Leading figures from across the energy industry came together in London to discuss the future of the UK energy sector. Speaking at The Economist Event’s UK Energy 2014, key stakeholders from across the energy sector called for greater investment, better communication and a renewed focus on sustainable development to ensure the UK is able to keep the lights on for years to come.

Taking place at London’s HAC, participants included government policymakers, regulators, investors, consumers, campaigners, think tanks and senior executives from the UK’s largest energy companies. Edward Davey MP, secretary of state, Department of Energy and Climate Change, said: “Thanks to the Government’s actions, we’re preventing the predicted energy crunch this winter by turning round a legacy of underinvestment and neglect. We’ve seen record investment in Britain’s electricity sector since 2010, with £45bn invested already and more coming on line in the next few years. But as a sensible additional precaution, National Grid is implementing plans to bring mothballed power plant back on line and extend the lives of existing older power plants. Coupled with more companies being rewarded if they volunteer to shift their main electricity demand away from the peak if needed, Britain will retain its top position as the most secure country in the European Union for energy and the 4th best in the world.”

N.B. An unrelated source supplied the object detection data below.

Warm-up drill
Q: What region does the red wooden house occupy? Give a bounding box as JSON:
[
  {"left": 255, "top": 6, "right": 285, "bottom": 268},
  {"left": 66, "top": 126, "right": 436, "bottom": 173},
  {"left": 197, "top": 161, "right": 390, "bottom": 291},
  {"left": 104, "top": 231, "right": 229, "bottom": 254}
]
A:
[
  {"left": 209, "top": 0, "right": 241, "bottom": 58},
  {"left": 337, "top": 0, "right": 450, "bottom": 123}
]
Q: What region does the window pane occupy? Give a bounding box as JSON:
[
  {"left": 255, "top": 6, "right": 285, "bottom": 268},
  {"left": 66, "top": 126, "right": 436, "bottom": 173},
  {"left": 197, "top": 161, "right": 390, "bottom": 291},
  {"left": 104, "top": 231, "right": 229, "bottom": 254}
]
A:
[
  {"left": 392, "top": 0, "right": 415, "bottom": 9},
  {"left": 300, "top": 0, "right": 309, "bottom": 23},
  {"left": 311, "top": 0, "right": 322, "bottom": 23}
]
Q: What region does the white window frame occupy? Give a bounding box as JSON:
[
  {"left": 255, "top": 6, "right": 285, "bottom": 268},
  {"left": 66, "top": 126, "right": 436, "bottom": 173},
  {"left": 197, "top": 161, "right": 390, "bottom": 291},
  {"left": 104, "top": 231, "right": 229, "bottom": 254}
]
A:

Amidst a steady flow of headlines about soaring bills and looming blackouts, policy makers are facing critical choices over how to balance support for renewable power with keeping prices down and increasing energy security.

Benj Sykes, UK country manager; DONG Energy Wind Power, said: “I’m confident we can ensure sufficient capacity is available to keep the lights on in the UK – and we can do it with low carbon technologies and in a way that minimises the costs to consumers. It’s our goal at DONG Energy that offshore wind costs come down by 35 – 40% for projects getting the go-ahead in 2020. That puts us on a par with other low carbon generation.”

John Lynch, managing director UK, head of power, utilities and renewables EMEA, Bank of America Merrill Lynch, said: “Investment in the UK’s energy sector to date has been excellent – it remains a very attractive market and seeing greater capital market innovation would bolster its prospects even further”

Speakers included:

·         Event chair: Edward Lucas, energy editor, The Economist

·         Rt Hon Edward Davey MP, eecretary of state, Department of Energy and Climate Change

·         Dermot Nolan, chief executive officer, Ofgem

·         Rt Hon Caroline Flint MP, shadow secretary of state for Energy and Climate Change

·         Katja Hall, deputy director general, CBI

·         Angela Knight, chief executive, Energy UK

·         Steve Holliday, chief executive officer, National Grid

·         Basil Scarsella, Chief Executive Officer, UK Power Networks

·         Derek Lickorish, MBE, Chairman, Fuel Poverty Advisory Group

·         Vincent De Rivaz, chief executive officer, EDF Energy

·         Dieter Helm, professor, Energy Policy, University of Oxford

·         Rt Hon Lord Deben, chairman, Committee on Climate Change

·         Tim Yeo MP, chair, Energy and Climate Change Select Committee

·         Benj Sykes, UK country manager, DONG Energy Wind Power

·         John Lynch, managing director UK, head of power, utilities and renewables EMEA, Bank of America Merrill Lynch

Key topics on the table included: rising bills, fuel poverty, and energy efficiency for businesses and consumers; the capacity crunch – and how businesses and the public sector can work together in order to address it; the role of nuclear, gas and alternatives in the UK’s future energy infrastructure; the ongoing uncertainty in the current energy market; and new technologies for a clean, sustainable, energy future.